Pain will be present, but only at the confluence of her physical capabilities.
“Thankfully, actually, all of my experience in my life has given me a lot of confidence in what my body can and cannot do,” she said. “I’ve been in this position before. I know how to handle it. Even though I don’t want to be in this position, I know how to handle it.”
The 2010 AP Female Athlete of the Year, Vonn, has already established a legacy.
It’s possible she can successfully compete on her injured ACL and can postpone further recovery until after she’s reached the bottom of the Olympia delle Tofane in the Dolomite Mountains of Italy.
She also runs the risk of further re-injury to her ACL and everything around it.
When speaking about Vonn, Gonzalez evoked an age-old adage from basketball legend Michael Jordan:
“Limits, like fears, are often just an illusion.”
This isn’t about exclusive golden jewelry, but only to prove that if she can endure, then others can as well.
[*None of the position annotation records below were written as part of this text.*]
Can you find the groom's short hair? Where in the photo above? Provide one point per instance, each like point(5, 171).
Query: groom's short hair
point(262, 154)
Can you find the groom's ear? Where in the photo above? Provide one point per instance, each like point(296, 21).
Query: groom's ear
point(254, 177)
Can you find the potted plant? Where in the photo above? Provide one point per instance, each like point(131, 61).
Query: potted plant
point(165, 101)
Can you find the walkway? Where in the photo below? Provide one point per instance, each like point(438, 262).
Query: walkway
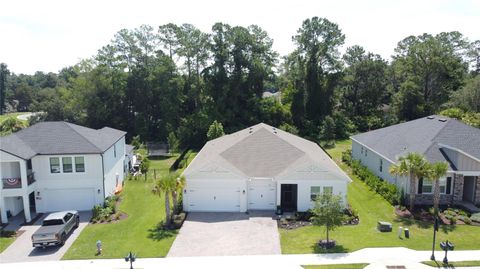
point(377, 257)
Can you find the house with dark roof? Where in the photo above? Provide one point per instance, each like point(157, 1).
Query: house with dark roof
point(54, 166)
point(438, 138)
point(260, 168)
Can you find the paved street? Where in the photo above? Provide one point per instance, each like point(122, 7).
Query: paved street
point(377, 257)
point(21, 250)
point(219, 234)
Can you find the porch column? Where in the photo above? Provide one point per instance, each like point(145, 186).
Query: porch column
point(3, 209)
point(23, 174)
point(26, 208)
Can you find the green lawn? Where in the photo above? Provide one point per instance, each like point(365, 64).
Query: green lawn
point(5, 242)
point(372, 208)
point(439, 264)
point(337, 266)
point(137, 233)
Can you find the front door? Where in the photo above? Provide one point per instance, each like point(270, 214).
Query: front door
point(288, 197)
point(469, 189)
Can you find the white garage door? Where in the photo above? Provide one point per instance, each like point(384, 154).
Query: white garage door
point(261, 194)
point(69, 199)
point(215, 199)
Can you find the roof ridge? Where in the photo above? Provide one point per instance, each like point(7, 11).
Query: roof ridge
point(84, 138)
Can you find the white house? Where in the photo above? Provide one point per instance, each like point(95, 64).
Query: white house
point(54, 166)
point(438, 139)
point(260, 168)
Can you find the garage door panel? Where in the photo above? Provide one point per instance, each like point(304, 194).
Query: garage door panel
point(214, 199)
point(69, 199)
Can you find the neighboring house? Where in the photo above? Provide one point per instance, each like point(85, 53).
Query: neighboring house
point(53, 166)
point(437, 138)
point(260, 168)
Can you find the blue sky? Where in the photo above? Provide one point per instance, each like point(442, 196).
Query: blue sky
point(48, 35)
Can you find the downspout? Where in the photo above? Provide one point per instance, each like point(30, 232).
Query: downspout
point(103, 179)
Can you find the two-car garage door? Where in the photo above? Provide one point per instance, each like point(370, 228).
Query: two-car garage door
point(215, 196)
point(68, 199)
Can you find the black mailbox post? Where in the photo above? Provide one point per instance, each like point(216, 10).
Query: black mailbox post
point(130, 258)
point(446, 246)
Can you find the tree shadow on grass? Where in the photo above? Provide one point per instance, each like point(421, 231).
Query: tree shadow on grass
point(159, 232)
point(337, 249)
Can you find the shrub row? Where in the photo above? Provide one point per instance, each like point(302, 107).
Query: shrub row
point(385, 189)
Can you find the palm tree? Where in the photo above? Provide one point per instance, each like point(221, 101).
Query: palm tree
point(165, 184)
point(179, 185)
point(412, 165)
point(435, 172)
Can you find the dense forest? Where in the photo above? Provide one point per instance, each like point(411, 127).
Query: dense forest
point(175, 80)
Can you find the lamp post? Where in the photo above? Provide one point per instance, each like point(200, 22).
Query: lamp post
point(446, 246)
point(435, 229)
point(130, 258)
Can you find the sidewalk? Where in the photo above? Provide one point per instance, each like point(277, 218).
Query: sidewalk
point(377, 257)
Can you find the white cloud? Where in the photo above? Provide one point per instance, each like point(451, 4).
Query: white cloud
point(49, 35)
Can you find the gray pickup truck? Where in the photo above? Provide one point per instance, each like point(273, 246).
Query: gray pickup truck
point(55, 228)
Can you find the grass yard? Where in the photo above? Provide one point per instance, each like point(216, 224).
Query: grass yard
point(439, 264)
point(5, 242)
point(371, 208)
point(337, 266)
point(138, 232)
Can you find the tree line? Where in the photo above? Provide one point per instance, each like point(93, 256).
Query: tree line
point(172, 82)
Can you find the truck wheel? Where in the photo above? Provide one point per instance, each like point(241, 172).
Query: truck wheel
point(77, 222)
point(63, 238)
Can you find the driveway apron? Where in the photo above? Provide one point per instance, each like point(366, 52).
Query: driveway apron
point(220, 234)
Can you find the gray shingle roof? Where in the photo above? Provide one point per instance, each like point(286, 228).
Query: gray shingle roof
point(425, 135)
point(263, 151)
point(58, 137)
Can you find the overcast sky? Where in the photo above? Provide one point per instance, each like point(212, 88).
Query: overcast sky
point(47, 35)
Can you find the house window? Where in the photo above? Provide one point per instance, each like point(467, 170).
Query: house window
point(54, 165)
point(67, 164)
point(314, 192)
point(79, 164)
point(328, 189)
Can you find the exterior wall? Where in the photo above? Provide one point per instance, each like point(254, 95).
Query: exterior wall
point(113, 161)
point(303, 190)
point(457, 187)
point(372, 161)
point(90, 179)
point(14, 205)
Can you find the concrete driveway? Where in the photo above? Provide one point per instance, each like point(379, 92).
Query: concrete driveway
point(220, 234)
point(22, 251)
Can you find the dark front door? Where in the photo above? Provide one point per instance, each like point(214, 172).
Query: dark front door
point(469, 189)
point(288, 197)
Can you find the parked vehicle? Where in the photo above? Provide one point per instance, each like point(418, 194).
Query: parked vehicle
point(55, 228)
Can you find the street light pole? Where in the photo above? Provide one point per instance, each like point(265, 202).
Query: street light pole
point(435, 229)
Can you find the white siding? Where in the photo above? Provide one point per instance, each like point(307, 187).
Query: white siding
point(113, 160)
point(49, 182)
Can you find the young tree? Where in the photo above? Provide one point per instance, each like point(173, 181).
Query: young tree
point(434, 172)
point(414, 166)
point(328, 212)
point(166, 184)
point(215, 130)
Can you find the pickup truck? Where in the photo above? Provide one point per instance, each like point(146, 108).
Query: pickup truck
point(55, 228)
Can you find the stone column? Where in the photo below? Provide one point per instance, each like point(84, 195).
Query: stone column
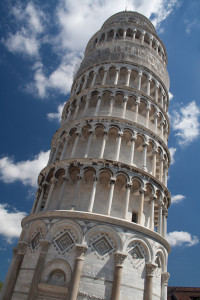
point(75, 144)
point(120, 134)
point(57, 150)
point(128, 77)
point(150, 268)
point(162, 97)
point(119, 261)
point(64, 148)
point(148, 85)
point(151, 40)
point(164, 229)
point(98, 105)
point(103, 145)
point(134, 33)
point(139, 80)
point(38, 207)
point(124, 106)
point(45, 243)
point(116, 76)
point(53, 182)
point(13, 272)
point(76, 194)
point(86, 107)
point(156, 91)
point(144, 158)
point(94, 79)
point(165, 174)
point(62, 190)
point(160, 217)
point(128, 190)
point(164, 283)
point(111, 105)
point(137, 103)
point(110, 197)
point(104, 76)
point(76, 110)
point(132, 151)
point(76, 275)
point(148, 108)
point(161, 168)
point(152, 201)
point(88, 143)
point(93, 193)
point(85, 82)
point(161, 128)
point(141, 207)
point(51, 155)
point(69, 115)
point(154, 163)
point(156, 122)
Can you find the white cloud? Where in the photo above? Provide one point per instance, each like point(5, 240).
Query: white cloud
point(182, 238)
point(10, 222)
point(171, 96)
point(19, 43)
point(186, 123)
point(56, 116)
point(172, 151)
point(79, 21)
point(26, 39)
point(60, 79)
point(177, 198)
point(75, 23)
point(24, 171)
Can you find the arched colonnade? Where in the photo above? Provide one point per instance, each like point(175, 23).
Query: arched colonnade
point(128, 33)
point(112, 142)
point(106, 191)
point(120, 74)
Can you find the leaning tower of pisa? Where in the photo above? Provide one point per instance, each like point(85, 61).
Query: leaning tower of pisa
point(97, 229)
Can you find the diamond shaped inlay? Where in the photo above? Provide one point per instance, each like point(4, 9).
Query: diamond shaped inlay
point(64, 241)
point(36, 240)
point(136, 253)
point(102, 246)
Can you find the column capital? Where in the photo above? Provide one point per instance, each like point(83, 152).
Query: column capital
point(150, 268)
point(165, 277)
point(140, 73)
point(125, 98)
point(119, 258)
point(22, 247)
point(142, 191)
point(45, 243)
point(54, 180)
point(128, 186)
point(80, 251)
point(112, 180)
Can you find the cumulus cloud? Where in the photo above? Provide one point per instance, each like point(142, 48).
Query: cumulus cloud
point(171, 96)
point(182, 238)
point(24, 171)
point(172, 151)
point(10, 222)
point(177, 198)
point(60, 79)
point(57, 115)
point(185, 123)
point(74, 22)
point(26, 39)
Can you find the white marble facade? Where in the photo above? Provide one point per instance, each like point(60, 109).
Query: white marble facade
point(97, 229)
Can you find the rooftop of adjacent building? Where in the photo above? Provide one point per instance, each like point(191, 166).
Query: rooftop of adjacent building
point(183, 293)
point(130, 17)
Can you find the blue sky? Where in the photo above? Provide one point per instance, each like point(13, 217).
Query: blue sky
point(41, 44)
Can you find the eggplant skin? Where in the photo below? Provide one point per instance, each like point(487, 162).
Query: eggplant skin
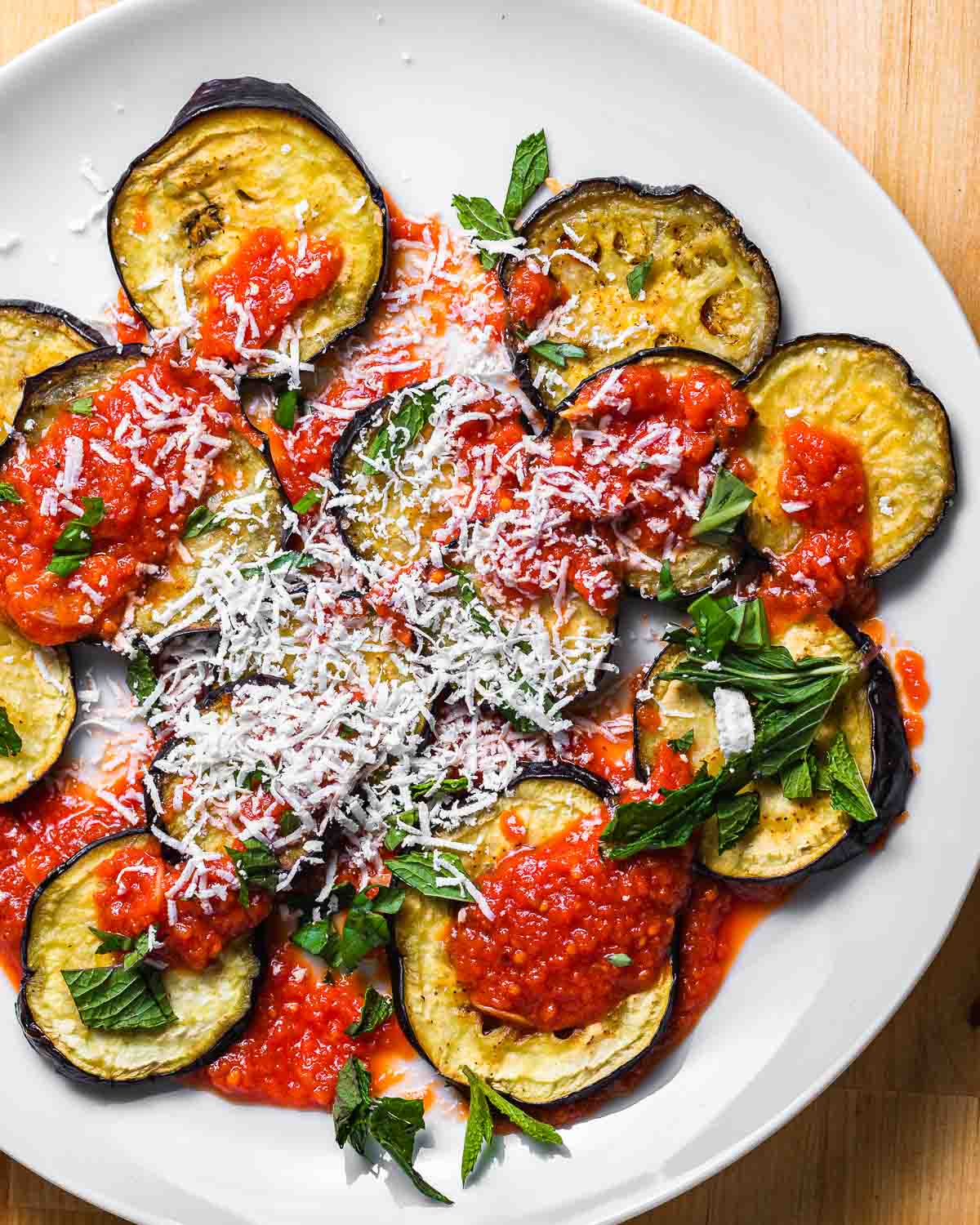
point(865, 391)
point(203, 222)
point(435, 1013)
point(871, 715)
point(243, 470)
point(696, 566)
point(56, 938)
point(708, 287)
point(34, 337)
point(37, 691)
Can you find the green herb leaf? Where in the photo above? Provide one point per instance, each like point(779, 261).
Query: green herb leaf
point(848, 791)
point(619, 960)
point(75, 543)
point(256, 867)
point(310, 499)
point(418, 871)
point(120, 997)
point(737, 815)
point(200, 521)
point(666, 588)
point(140, 675)
point(479, 1129)
point(284, 413)
point(375, 1012)
point(477, 213)
point(730, 499)
point(556, 352)
point(448, 786)
point(544, 1134)
point(637, 278)
point(10, 742)
point(403, 428)
point(683, 744)
point(528, 173)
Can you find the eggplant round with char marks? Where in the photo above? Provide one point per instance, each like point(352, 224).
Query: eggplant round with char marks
point(695, 564)
point(865, 392)
point(435, 1012)
point(247, 510)
point(37, 693)
point(34, 337)
point(247, 154)
point(707, 286)
point(793, 838)
point(211, 1006)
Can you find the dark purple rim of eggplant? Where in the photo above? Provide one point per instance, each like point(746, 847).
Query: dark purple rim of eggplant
point(891, 767)
point(33, 308)
point(914, 382)
point(560, 771)
point(43, 1045)
point(519, 355)
point(254, 93)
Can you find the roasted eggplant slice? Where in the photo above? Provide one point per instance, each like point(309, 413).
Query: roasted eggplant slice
point(706, 287)
point(249, 507)
point(866, 392)
point(695, 565)
point(37, 695)
point(32, 338)
point(793, 838)
point(435, 1012)
point(245, 156)
point(212, 1006)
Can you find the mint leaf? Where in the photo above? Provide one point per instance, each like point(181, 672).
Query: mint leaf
point(75, 543)
point(683, 744)
point(419, 872)
point(403, 428)
point(119, 997)
point(737, 815)
point(140, 675)
point(477, 213)
point(637, 278)
point(10, 742)
point(848, 791)
point(255, 866)
point(666, 588)
point(284, 413)
point(375, 1012)
point(310, 499)
point(528, 173)
point(200, 521)
point(729, 500)
point(619, 960)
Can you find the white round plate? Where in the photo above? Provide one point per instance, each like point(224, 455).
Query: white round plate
point(619, 91)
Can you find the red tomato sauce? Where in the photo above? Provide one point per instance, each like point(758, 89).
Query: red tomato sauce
point(296, 1043)
point(145, 506)
point(269, 278)
point(44, 828)
point(135, 896)
point(822, 482)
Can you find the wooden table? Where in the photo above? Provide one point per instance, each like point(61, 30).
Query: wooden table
point(896, 1141)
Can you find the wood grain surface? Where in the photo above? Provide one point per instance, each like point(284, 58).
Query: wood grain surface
point(896, 1139)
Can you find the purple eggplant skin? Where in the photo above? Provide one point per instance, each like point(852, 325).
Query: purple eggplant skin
point(891, 771)
point(254, 93)
point(42, 1044)
point(514, 345)
point(33, 308)
point(561, 771)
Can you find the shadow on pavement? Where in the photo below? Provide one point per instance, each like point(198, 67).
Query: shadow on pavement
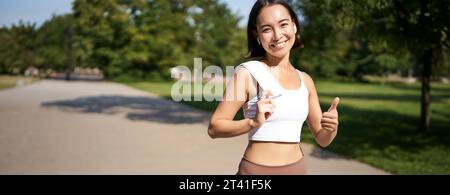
point(135, 108)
“She wants to be the living example of proof of (Jordan’s quote),” Gonzalez said. “In a world where there’s no need to step on the stage, especially if they’re not at their best, saying, ‘…Let the chips fall where they may. I’ve made it this far. Guess what? I’m rehabbing one way or another.’”
On Sunday, Vonn will start high on the mountain, already fractured. The world will wait to see if she reaches the bottom whole.
Or, at least, as whole as she started.
She’s determined to reach the finish line, regardless.